In a system with five agents running concurrently, your token costs multiply quickly. We follow a batch-processing protocol: validate the approach on the first item before running the full batch. One bad prompt repeated across 30 tasks wastes 30× the tokens. A two-minute review after batch 1 saves hours of redo work.

Common Pitfall: The Polling Loop

Do not implement agents that poll their inbox in a sleep loop:

# BAD — burns compute and creates noisy logs
while true; do
    check_inbox
    sleep 5
done

Use inotifywait for event-driven wake-ups. Your system will be quieter, cheaper to run, and easier to debug.

Common Pitfall: Skipping Quality Control

It is tempting to skip the reviewer role when you are moving fast. Resist this. In our production system, roughly 20% of tasks require at least one redo. Without automated review, those errors compound across hundreds of articles. A dedicated reviewer agent catches them before they ship.


Building a multi-agent system with Claude is less about prompt engineering and more about system design. Define clear roles, use durable file-based communication, and build in self-healing from the start. The result is a system that can run complex, multi-step workflows autonomously—and keep running even when individual agents fail.

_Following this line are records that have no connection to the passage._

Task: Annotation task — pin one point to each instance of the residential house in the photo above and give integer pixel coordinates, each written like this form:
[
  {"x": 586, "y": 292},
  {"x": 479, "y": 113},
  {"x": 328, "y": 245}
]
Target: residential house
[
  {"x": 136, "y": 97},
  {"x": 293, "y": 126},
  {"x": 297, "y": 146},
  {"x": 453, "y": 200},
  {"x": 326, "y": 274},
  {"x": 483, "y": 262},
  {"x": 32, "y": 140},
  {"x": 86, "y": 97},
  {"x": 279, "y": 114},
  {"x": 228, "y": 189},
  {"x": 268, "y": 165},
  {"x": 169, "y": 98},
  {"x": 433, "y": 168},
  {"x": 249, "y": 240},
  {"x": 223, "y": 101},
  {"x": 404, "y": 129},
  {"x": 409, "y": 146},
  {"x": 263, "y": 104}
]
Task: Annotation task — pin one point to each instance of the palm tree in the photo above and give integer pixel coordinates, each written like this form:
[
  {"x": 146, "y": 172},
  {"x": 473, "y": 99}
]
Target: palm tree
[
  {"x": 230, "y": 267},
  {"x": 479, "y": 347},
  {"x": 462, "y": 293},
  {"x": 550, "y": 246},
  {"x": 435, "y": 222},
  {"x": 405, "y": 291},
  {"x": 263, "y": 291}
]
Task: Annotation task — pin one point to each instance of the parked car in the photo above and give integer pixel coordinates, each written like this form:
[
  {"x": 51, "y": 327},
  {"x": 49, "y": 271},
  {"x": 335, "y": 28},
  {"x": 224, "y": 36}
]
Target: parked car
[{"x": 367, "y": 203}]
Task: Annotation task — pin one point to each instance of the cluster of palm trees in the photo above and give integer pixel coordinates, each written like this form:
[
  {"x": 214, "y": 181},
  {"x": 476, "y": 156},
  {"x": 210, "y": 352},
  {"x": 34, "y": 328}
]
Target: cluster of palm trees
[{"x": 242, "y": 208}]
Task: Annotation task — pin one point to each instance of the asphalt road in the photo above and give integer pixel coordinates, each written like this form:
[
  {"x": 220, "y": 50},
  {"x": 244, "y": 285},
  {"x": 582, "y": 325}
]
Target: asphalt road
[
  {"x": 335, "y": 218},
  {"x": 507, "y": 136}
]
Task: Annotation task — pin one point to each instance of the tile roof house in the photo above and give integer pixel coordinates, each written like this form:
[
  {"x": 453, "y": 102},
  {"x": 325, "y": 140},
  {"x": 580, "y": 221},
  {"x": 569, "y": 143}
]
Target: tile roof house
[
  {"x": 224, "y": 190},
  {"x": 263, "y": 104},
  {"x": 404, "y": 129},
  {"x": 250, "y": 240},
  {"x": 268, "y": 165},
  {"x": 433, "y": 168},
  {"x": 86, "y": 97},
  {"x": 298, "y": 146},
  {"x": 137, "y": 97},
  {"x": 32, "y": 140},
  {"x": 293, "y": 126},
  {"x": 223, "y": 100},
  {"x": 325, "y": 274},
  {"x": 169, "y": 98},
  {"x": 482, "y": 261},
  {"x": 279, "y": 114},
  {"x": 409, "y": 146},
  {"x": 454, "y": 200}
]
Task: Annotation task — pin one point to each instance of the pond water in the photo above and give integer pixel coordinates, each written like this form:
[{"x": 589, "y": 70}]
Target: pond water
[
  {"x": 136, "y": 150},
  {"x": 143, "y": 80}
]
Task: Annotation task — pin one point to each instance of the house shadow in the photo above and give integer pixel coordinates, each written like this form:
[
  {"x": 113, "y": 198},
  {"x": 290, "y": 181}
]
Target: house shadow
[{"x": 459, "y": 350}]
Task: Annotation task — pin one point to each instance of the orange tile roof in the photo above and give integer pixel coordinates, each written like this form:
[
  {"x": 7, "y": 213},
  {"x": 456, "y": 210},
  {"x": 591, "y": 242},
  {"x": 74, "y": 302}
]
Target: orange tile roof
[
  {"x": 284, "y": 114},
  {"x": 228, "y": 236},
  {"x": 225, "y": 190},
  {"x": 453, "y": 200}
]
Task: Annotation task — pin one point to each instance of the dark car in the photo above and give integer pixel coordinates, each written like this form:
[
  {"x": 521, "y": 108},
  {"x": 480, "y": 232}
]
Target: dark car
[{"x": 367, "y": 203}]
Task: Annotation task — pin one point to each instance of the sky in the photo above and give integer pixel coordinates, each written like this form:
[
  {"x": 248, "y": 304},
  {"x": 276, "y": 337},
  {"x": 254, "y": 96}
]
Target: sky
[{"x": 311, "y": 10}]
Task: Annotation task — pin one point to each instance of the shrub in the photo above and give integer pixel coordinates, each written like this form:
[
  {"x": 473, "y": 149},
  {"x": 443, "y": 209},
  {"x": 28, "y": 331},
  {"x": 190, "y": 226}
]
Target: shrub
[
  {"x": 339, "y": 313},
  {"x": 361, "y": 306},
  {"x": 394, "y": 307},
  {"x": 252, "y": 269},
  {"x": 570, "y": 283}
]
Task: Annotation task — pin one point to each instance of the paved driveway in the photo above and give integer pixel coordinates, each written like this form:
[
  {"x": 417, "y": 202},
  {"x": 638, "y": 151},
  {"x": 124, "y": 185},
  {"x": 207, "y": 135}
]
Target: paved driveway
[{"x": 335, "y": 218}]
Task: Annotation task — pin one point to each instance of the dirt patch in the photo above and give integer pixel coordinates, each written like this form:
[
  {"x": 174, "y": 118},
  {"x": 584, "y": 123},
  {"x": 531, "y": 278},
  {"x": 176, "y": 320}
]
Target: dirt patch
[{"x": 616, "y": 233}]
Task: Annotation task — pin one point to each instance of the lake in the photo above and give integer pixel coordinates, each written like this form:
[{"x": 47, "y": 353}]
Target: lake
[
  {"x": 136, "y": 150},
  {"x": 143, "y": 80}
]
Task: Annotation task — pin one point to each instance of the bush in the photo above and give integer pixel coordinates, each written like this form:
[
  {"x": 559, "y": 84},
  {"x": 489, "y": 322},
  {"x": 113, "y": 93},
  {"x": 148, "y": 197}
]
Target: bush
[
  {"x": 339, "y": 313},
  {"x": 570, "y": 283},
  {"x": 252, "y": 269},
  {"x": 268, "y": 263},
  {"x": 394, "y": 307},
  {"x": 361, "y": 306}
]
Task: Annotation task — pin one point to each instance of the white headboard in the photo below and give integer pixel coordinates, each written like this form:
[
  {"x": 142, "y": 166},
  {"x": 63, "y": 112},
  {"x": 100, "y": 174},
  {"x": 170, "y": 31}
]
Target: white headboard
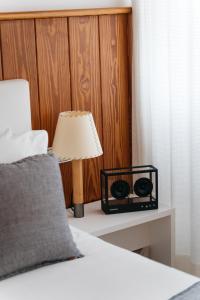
[{"x": 15, "y": 110}]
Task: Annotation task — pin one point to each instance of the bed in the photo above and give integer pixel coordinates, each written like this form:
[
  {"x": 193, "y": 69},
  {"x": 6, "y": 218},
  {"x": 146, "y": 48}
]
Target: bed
[{"x": 105, "y": 271}]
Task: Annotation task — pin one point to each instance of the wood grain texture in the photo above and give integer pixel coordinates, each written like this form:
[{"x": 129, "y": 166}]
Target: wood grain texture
[
  {"x": 54, "y": 80},
  {"x": 83, "y": 66},
  {"x": 86, "y": 89},
  {"x": 19, "y": 58},
  {"x": 1, "y": 71},
  {"x": 64, "y": 13},
  {"x": 115, "y": 91}
]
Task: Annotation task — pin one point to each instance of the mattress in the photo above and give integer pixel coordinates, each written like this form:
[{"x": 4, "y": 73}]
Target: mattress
[{"x": 105, "y": 272}]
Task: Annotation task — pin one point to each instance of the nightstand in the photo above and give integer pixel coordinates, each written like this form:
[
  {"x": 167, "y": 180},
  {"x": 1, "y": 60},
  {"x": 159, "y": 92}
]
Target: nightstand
[{"x": 133, "y": 230}]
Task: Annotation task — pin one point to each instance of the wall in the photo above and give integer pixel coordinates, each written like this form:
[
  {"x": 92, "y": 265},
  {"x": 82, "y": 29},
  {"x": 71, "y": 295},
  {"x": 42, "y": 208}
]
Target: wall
[
  {"x": 75, "y": 63},
  {"x": 24, "y": 5}
]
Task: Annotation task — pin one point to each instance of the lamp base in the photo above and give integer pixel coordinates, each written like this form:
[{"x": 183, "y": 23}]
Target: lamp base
[{"x": 79, "y": 210}]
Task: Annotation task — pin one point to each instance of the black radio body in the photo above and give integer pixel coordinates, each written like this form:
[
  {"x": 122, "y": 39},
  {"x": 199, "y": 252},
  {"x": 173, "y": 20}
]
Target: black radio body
[{"x": 129, "y": 189}]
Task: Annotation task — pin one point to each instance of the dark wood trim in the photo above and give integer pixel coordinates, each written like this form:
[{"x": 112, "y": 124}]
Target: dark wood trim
[{"x": 64, "y": 13}]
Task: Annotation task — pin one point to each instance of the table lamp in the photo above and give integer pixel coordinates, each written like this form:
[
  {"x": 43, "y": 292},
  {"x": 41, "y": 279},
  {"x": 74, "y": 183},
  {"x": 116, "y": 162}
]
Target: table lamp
[{"x": 75, "y": 139}]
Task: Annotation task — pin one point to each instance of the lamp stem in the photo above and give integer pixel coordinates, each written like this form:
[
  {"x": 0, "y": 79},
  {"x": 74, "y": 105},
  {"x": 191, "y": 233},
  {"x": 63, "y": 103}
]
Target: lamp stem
[{"x": 77, "y": 174}]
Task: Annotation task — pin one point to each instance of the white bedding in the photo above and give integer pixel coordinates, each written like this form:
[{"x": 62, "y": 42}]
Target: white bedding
[{"x": 106, "y": 272}]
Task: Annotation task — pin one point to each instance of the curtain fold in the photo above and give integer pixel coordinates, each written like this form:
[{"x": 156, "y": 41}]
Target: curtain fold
[{"x": 167, "y": 104}]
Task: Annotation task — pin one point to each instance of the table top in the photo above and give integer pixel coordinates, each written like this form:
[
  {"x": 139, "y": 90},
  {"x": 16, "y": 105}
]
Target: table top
[{"x": 97, "y": 223}]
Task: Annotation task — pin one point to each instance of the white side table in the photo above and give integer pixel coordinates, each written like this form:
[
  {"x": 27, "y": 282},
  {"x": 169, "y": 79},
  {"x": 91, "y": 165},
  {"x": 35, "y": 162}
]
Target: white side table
[{"x": 133, "y": 230}]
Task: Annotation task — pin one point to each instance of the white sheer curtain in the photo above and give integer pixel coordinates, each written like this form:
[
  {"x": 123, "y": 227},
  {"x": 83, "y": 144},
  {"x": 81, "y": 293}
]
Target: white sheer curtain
[{"x": 167, "y": 85}]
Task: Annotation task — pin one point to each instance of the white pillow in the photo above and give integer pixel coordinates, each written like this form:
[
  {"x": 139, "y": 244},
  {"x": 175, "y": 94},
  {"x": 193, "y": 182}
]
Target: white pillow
[{"x": 15, "y": 147}]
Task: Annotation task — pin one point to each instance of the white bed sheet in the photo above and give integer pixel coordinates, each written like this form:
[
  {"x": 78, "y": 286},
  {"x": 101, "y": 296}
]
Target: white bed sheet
[{"x": 106, "y": 272}]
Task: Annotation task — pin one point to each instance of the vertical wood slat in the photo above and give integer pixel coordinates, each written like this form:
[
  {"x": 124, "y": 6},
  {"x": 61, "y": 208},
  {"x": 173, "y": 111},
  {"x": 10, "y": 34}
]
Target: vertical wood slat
[
  {"x": 115, "y": 91},
  {"x": 19, "y": 58},
  {"x": 86, "y": 89},
  {"x": 1, "y": 71},
  {"x": 54, "y": 80}
]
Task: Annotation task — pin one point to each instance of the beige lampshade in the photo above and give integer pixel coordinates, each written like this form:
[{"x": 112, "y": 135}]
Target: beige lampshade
[{"x": 76, "y": 136}]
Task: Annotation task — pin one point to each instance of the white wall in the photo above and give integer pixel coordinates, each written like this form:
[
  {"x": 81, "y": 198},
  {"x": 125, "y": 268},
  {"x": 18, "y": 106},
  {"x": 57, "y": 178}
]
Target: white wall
[{"x": 25, "y": 5}]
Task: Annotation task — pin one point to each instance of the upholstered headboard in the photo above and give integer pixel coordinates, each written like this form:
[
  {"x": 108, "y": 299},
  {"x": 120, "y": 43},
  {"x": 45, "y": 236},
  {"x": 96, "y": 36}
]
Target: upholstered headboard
[{"x": 15, "y": 105}]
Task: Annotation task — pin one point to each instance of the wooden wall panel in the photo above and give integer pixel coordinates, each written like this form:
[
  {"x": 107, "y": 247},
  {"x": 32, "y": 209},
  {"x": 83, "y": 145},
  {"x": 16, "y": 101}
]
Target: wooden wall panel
[
  {"x": 1, "y": 73},
  {"x": 115, "y": 91},
  {"x": 86, "y": 88},
  {"x": 54, "y": 79},
  {"x": 80, "y": 63},
  {"x": 19, "y": 58}
]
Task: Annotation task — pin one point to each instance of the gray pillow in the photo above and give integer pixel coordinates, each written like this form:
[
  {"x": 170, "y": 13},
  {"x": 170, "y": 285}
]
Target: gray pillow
[{"x": 33, "y": 221}]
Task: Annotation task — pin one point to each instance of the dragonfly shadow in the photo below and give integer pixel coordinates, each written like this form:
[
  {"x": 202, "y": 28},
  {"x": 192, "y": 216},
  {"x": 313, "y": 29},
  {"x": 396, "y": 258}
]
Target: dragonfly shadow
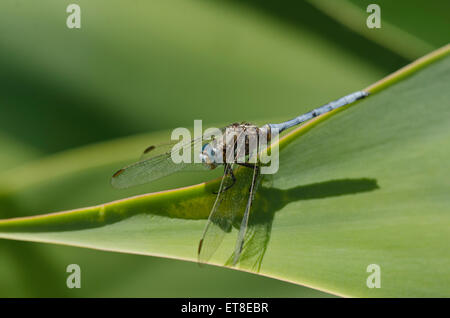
[{"x": 268, "y": 201}]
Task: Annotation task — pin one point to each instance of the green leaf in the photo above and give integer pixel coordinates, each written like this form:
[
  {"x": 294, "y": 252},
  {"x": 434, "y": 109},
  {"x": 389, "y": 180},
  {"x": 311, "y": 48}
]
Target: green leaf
[{"x": 367, "y": 186}]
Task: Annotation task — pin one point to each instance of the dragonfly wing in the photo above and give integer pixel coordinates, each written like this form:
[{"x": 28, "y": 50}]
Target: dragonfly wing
[
  {"x": 156, "y": 162},
  {"x": 145, "y": 171},
  {"x": 244, "y": 223},
  {"x": 155, "y": 150},
  {"x": 219, "y": 221},
  {"x": 230, "y": 203}
]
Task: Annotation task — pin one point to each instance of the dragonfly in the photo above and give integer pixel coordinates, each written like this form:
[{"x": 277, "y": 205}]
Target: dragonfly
[{"x": 235, "y": 195}]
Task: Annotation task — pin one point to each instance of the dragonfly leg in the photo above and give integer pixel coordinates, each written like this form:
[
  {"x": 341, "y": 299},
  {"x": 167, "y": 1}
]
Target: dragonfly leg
[{"x": 228, "y": 171}]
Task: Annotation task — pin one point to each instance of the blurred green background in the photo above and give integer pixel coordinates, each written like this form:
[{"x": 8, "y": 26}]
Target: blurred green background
[{"x": 141, "y": 66}]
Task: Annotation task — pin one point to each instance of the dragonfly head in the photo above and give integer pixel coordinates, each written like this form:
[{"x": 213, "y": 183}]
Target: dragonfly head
[{"x": 208, "y": 156}]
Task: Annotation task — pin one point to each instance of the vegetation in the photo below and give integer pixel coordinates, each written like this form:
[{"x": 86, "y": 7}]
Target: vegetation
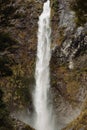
[
  {"x": 5, "y": 122},
  {"x": 80, "y": 8}
]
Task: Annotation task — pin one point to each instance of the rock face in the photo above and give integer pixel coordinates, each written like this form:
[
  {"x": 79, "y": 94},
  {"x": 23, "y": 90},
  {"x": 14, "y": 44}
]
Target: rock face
[{"x": 68, "y": 63}]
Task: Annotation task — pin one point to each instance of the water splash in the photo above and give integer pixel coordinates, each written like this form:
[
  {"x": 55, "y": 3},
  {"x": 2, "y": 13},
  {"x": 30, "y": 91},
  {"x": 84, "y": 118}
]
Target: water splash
[{"x": 43, "y": 115}]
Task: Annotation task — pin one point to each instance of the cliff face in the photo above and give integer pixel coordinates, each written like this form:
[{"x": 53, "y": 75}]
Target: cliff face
[{"x": 68, "y": 63}]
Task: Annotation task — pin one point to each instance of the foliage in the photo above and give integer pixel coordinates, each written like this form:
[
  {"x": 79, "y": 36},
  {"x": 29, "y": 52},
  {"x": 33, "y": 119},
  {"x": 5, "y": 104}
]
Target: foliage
[
  {"x": 7, "y": 46},
  {"x": 80, "y": 8}
]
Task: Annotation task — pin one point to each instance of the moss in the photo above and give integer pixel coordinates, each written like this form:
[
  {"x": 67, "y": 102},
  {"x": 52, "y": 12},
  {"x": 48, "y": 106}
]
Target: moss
[{"x": 80, "y": 9}]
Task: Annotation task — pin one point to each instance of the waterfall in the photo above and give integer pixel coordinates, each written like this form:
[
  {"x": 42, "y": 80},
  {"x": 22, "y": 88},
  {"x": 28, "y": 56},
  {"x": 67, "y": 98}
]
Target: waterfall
[{"x": 43, "y": 116}]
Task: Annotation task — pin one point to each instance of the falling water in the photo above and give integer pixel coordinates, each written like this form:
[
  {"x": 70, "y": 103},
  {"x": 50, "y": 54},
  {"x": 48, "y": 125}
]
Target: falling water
[{"x": 43, "y": 116}]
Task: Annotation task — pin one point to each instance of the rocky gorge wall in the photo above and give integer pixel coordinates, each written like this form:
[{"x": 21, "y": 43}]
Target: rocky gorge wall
[{"x": 68, "y": 63}]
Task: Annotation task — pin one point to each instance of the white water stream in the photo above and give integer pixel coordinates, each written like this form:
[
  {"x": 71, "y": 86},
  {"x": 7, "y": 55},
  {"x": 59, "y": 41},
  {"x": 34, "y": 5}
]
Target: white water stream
[{"x": 42, "y": 76}]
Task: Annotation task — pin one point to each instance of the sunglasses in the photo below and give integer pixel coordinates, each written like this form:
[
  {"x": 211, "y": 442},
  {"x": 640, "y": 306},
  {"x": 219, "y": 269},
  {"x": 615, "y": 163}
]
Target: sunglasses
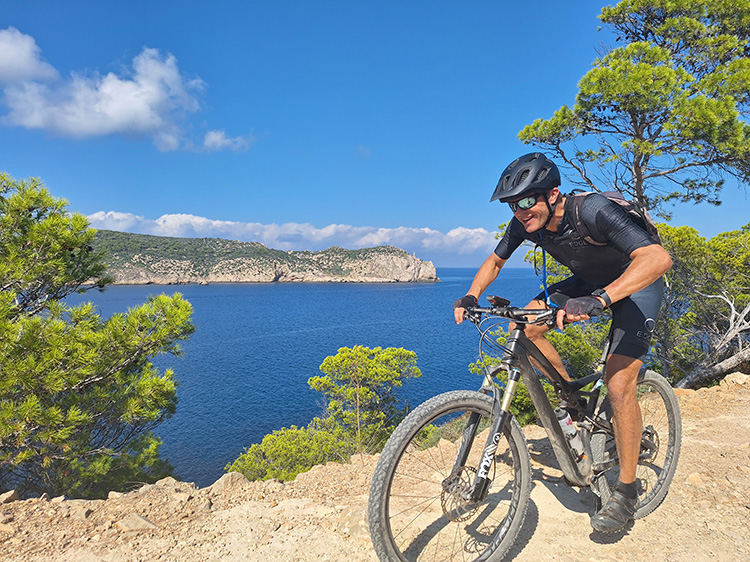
[{"x": 525, "y": 203}]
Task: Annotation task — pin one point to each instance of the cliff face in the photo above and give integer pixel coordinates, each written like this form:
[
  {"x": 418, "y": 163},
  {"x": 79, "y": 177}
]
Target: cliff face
[{"x": 141, "y": 259}]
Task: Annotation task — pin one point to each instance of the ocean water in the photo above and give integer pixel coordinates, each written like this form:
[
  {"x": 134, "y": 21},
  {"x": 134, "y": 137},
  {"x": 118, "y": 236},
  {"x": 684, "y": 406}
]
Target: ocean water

The architecture described here is running in production as you read this, generating content, running quality checks, and pushing to GitHub—all without human intervention. Start with the mailbox system and the two-role structure (planner + worker), then add specialization as your workload grows.

If you want to explore the source code for the system described in this article, the full implementation is available as an open-source project. The inbox scripts, watcher logic, agent instructions templates, and task YAML schemas are all there. Clone it, run first_setup.sh, and you will have a working multi-agent environment in under ten minutes.

The key insight that took the longest to internalize: a multi-agent system is a distributed system with all the challenges that entails—partial failure, message ordering, idempotency, and observability. Build those guarantees in from day one, and the AI coordination layer becomes straightforward. Bolt them on later, and you will spend more time debugging the infrastructure than doing the actual work.